The instruments can be used to control multi-bilayer stacking (FIG. 1); phospholipid patterns including fluorophore doping (FIG. 2); parallel writing of multiple inks including for testing membrane fluidity; and generation of fluorescent micrographs. DPN printing makes can use an atomic force microscope tip to directly deposit molecular inks onto a surface, reproducibly allowing line widths below 20 nm in the case of alkanethiols on gold.


FIG. 2. A schematic diagram of the fabrication process for 2D cantilever arrays.



The ability for DPN to operate under ambient conditions makes it particularly well suited to the fabrication of biomolecular arrays. This unique capability has been demonstrated by the fabrication of DNA and protein arrays with sub-100-nm lateral resolution. The fabrication of small spot sizes locally concentrates the analyte, which enables the detection of very low bulk analyte concentrations.
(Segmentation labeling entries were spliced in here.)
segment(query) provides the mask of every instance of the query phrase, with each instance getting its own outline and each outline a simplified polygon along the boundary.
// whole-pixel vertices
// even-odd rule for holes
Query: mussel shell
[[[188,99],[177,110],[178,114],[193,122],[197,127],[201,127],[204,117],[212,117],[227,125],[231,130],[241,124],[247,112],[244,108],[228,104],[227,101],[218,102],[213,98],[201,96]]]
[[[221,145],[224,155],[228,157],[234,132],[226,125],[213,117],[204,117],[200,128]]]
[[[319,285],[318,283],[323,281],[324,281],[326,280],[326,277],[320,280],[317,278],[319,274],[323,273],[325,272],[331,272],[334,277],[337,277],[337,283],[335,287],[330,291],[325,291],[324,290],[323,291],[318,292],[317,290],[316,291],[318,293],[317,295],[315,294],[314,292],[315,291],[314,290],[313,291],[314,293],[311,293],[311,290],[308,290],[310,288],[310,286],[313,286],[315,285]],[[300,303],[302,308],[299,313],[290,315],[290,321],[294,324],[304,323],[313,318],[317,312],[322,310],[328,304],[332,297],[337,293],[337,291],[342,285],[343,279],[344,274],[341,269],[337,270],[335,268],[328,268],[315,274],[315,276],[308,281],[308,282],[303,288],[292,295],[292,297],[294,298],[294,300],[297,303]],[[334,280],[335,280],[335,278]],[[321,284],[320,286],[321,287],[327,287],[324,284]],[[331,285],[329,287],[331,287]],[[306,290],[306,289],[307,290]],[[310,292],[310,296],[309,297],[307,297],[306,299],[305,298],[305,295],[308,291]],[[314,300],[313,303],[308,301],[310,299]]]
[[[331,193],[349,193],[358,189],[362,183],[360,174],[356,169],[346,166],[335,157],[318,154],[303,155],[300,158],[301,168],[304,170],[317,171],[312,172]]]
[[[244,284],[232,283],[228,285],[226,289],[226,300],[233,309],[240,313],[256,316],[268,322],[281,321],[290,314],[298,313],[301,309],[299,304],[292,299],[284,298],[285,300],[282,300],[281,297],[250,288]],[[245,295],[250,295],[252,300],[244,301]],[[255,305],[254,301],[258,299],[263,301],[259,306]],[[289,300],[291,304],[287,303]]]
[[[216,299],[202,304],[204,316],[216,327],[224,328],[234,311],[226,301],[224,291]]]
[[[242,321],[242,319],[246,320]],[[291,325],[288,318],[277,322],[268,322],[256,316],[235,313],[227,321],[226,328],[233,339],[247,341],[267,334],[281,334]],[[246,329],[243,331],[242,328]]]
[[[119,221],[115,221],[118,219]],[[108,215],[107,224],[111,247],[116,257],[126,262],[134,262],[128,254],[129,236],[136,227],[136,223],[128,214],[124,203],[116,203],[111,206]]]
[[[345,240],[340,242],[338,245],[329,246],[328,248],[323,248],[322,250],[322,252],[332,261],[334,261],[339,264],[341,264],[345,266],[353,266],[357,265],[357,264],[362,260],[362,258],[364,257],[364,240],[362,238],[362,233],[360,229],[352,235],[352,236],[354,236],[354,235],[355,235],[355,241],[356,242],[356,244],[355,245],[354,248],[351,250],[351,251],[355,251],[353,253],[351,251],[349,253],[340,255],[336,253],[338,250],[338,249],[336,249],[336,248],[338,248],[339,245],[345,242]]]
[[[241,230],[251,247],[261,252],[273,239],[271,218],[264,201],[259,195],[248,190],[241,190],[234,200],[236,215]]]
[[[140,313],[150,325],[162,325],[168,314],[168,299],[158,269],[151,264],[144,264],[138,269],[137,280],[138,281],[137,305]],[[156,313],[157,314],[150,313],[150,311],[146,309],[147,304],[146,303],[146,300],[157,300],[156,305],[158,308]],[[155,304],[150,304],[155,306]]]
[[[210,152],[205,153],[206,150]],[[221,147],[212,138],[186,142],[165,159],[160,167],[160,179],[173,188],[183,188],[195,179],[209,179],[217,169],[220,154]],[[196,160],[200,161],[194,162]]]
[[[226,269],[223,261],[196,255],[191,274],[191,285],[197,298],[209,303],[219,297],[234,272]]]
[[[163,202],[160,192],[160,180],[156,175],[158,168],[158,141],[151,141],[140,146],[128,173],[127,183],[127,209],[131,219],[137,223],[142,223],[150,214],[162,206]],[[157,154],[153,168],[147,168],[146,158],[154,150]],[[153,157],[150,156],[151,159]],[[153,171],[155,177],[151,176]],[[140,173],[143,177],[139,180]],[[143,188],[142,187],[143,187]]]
 Importantly, DPN has an advantage over other types of lithography in that many different chemical functionalities can be integrated onto a single surface without the risk of feature cross-contamination, as in the previously used indirect methods. Since the line widths and spot sizes in DPN are independent of the contact force of the microscope tip on the substrate, the technique can be readily carried out in parallel with arrays of cantilevers over centimeter length scales. 


FIG. 3. Optical micrograph of part of a 2D 55,000 pen array. Insets are SEM images of the pen array from side view (top), and top view (bottom), respectively.



FIG. 9. SEM image of single dip pen pyramidal tip, where the measured tip apex height is 8.8 microns and the base is 11.0 microns.

FIG. 10. Illustrating measurement of angle of cantilever bending and distance of cantilever bending.

 
Professor Mirkin is a chemist and a world renowned nanoscience expert, who is known for his development of nanoparticle-based biodetection schemes, the invention of Dip-Pen Nanolithography, and contributions to supramolecular chemistry, nanoelectronics, and nanooptics. He is the author of over 400 manuscripts and over 360 patents and applications, and the founder of three companies, Nanosphere, NanoInk, and Aurasense which are commercializing nanotechnology applications in the life science and semiconductor industries.  NanoInk is commercializing Dip Pin Nanolithography.